A newly created, three-dimensional neural network can better measure scarring in the muscular tissue of the heart, which is predictive of a deadly type of cardiac disease, according to a new multi-center study published in Radiology.
In fact, when tested on more than 1,000 patients, the 3D algorithm was faster and more accurate at quantifying myocardial scarring in patients with hypertrophic cardiomyopathy (HCM)—a “major” contributor to sudden cardiac death—compared to traditional two-dimensional approaches.
The boost in efficiency for measuring such scarring could make it easier for clinicians to overcome the time-consuming process of quantifying late gadolinium enhancement (LGE), a proven predictor of HCM, Ahmed S. Fahmy, with Beth Israel Deaconess Medical Center, and colleagues wrote.

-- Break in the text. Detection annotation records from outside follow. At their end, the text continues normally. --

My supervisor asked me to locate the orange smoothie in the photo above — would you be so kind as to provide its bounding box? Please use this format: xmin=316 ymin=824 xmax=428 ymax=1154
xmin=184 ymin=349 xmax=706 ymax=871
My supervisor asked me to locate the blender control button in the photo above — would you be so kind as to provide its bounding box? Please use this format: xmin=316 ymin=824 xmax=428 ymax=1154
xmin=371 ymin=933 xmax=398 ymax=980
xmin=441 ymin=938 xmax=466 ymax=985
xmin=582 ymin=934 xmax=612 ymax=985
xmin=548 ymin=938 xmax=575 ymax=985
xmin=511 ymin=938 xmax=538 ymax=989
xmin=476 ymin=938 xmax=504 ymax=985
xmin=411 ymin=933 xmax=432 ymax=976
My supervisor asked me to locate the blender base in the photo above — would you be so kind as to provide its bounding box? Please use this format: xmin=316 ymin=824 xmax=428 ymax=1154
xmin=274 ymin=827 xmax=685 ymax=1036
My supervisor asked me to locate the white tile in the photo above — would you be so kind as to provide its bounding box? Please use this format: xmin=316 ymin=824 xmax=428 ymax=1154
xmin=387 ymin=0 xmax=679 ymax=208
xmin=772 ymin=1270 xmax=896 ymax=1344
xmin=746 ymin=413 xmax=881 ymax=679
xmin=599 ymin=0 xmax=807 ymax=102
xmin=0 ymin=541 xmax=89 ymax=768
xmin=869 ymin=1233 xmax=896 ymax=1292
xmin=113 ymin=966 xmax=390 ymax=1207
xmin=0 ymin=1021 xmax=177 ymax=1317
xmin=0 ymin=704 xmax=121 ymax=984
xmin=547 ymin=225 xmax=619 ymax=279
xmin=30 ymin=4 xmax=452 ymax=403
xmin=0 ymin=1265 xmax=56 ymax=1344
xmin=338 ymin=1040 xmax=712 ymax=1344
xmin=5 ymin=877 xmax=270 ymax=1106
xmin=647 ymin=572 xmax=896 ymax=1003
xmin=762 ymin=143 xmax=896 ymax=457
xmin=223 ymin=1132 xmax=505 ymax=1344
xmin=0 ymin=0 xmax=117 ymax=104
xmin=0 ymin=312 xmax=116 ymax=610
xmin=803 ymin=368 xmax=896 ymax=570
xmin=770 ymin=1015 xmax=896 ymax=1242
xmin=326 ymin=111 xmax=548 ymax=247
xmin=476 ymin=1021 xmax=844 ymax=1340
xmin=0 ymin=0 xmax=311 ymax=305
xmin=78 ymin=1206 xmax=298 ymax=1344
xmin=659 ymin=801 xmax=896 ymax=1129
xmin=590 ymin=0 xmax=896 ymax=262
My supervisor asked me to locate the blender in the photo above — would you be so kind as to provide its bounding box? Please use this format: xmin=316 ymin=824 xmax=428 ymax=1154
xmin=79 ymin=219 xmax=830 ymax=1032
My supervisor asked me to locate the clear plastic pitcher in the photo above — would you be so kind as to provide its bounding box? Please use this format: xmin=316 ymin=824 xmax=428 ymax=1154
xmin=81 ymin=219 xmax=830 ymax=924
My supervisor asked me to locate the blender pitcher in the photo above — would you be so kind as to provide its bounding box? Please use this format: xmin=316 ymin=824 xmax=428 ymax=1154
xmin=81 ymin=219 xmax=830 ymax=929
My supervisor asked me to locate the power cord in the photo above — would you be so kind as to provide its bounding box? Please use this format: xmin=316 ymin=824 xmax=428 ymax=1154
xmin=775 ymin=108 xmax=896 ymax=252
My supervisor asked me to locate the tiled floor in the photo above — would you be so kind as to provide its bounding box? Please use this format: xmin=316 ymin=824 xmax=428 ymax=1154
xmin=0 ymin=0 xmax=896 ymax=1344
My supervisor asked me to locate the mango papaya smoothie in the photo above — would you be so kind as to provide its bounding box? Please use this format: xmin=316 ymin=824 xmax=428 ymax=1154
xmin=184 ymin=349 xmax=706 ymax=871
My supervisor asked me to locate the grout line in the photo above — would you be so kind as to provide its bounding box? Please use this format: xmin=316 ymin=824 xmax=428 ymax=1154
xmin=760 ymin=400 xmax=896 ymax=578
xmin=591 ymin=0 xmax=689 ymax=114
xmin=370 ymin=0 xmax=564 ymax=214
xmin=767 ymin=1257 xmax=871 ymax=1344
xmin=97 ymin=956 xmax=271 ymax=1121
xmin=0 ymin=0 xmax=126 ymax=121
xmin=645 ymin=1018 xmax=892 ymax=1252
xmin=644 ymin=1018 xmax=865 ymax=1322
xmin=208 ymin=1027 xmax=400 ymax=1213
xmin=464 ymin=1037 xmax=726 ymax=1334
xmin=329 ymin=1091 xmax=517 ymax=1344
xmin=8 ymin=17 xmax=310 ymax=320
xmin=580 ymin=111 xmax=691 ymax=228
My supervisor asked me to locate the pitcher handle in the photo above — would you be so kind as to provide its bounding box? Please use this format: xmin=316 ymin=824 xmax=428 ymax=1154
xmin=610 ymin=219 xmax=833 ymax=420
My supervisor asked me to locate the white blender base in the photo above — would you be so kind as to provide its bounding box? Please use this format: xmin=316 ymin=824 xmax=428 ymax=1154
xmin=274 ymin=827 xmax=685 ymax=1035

“Robust and reproducible scar quantification could substantially improve adoption of LGE volume as a prognostic imaging marker in the clinical care of patients with HCM, particularly at low-volume centers or those with less experience in this area,” the researchers explained.
The Boston-based researchers teamed up with clinicians from Toronto General Hospital to retrospectively analyze LGE MRI data from 1,073 patients with HCM; all of that information was collected from seven institutions and three different vendors over a 10-year period.
The 3D algorithm measured myocardial scarring in only 15 seconds per image with an accuracy similar to an expert reader and better than 2D measurements. It identified patients with a large amount of scarring with an accuracy of 98%.
“Currently, there are no fully automated methods for HCM scar quantification,” Fahmy et al. wrote. They went on to add that their 3D neural network shows a “high capacity for learning complex HCM scar patterns from different imaging protocols and thus may fulfill the clinical need for accurate and standardized LGE analysis.”
The design of their algorithm, like most, is inherently biased toward the highest number of scar patterns in the dataset, but the team noted their approach has many advantages over the traditional 3D neural network, including less required memory, affording the technique a larger training and testing dataset.
With more testing, their algorithm can only improve, they wrote.